From Beyond Google, 2015, Dalhousie University. In Beyond Google, a third year information management course, we explored how data and information is stored, social and mobile. We started the course talking about media as an extension of the self and ended it with a look at protecting ourselves from privacy infringements.
“Private” is, as most people will define it, the opposite of “public.” Something that is private is often personal, it is for me and not for you, it is information I’ve put limits on. Though privacy is a thing we hear about on a daily basis and all seem to know about intuitively, it is not a simple concept.
When we say we want to maintain our privacy what we are really saying is we want to control information about us and about what we do. More precisely, we want to control the audience of that information. We don’t want everyone to know our health records, we want our doctor to know and our close family to know, but not the guy sitting beside us on the bus.
How much we value other people not knowing things about us is a social norm. What I mean here is that in different cultures and at different points in time people’s desire for privacy is varied. Your expectation for how much control you get over information about you and what you do is socially constructed.
You may remember Mark Zuckerberg of Facebook infamously claiming privacy is dead – the social norm no longer exists. This normative view of privacy is where he was coming from, since people are happy to give up control of their personal information now. That is what online social networking sites do. This is, of course, a huge over simplification.
While people do give up a lot of personal information online, they still don’t want the stranger next to them on the bus to know about their health issues. Even information people are willing to relinquish control over on Facebook is not necessarily information they want to have spread via other channels of communication. For example, you may be fine posting a crazy St. Patty’s day photo on Facebook but it is not exactly the ideal conversation starter around the board table at work. So privacy, as a social norm does persist.
Zuckerberg’s comments about privacy being dead are in line with a stream of thinking that says youth in particular do not know or are unaware of privacy risks online. The assumption is that since youth are regular users of social media and mobile apps which heavily rely on personal data, they do not care about their privacy. In reality, however, research has shown that youth are actually more likely than their older counterparts to check or change their privacy settings (among others, Grant Blank, Gillian Bolsover and I have argued this).

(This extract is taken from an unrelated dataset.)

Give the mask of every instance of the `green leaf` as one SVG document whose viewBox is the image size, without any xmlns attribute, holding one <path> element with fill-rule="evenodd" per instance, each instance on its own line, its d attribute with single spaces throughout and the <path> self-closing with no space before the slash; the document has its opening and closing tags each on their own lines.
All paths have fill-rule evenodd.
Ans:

Helen Nissenbaum, a well known scholar and privacy expert, talks about privacy in context. Her work argues for that view of privacy where what we really want is to control when and where our information is shared with others. Privacy infringements can be thought of as use and sharing of information in improper settings or for unintended purposes. So, if I post my address to a closed Facebook event because I am inviting friends over and then that address is given to a company who starts sending me junk mail, that is probably going to feel like violation of privacy to me.
A lot of people talking about privacy and the Internet focus on privacy in terms of controlling how much information advertisers and marketers get or how much access governments have to citizens’ online histories. But, privacy is also more personal, it is also what the people you talk to everyday have or do not have access to.
To that point, Marwick and boyd do an excellent job of considering the implications of online spaces and privacy in context in their work on context collapse. Thinking about how privacy is contextual — In one context you are happy to share information about your new romantic interest, for example chatting with friends. In another context you would not want that information shared, say, at a family dinner where nosey relatives can all have their say. The problem is many online social networking sites cause those two contexts (and others) to overlap or collapse. Mom, uncle Bob, your childhood bff and former boss are all on Facebook. Mitigating context collapse is an issue of maintaining privacy.
And so, for a range of reasons, I want to be able to control the audience and the context. That is privacy.
One thought on “What does privacy mean?”
Privacy issues will come back to haunt the current generations not many years from now. Having been involved in the data privacy wars from the 1970s onwards where lawyers and activists fought tooth and nail to get privacy protection laws passed and … observed, I am totally surprised at the nonchalance most people, mostly younger, but older too, are now dealing with their own personal data. At the time (early to late 1970s the issue was not so much what would persist – most privacy leaks would eventually literally “burn”, i.e. be on paper and vanish eventually. But nowadays ALL information that was once “published” (this includes firewalled sections of social networks too! – and potentially includes all cloud services as the information will remain there in some backup tapes “for ever”) will never be eradicated. And he who publishes under pseudonym might tomorrow be exposed with his real name. And he who wants to run for CEO or president or prime minister or mayor might tomorrow find a photograph of him crawling on all fours drunk posted by a political opponent – a thing that he might have posted -proudly- thirty years ago and then “forgotten”. But the Internet forgets not – AND will soon be able to identify people by their features even through all their ages!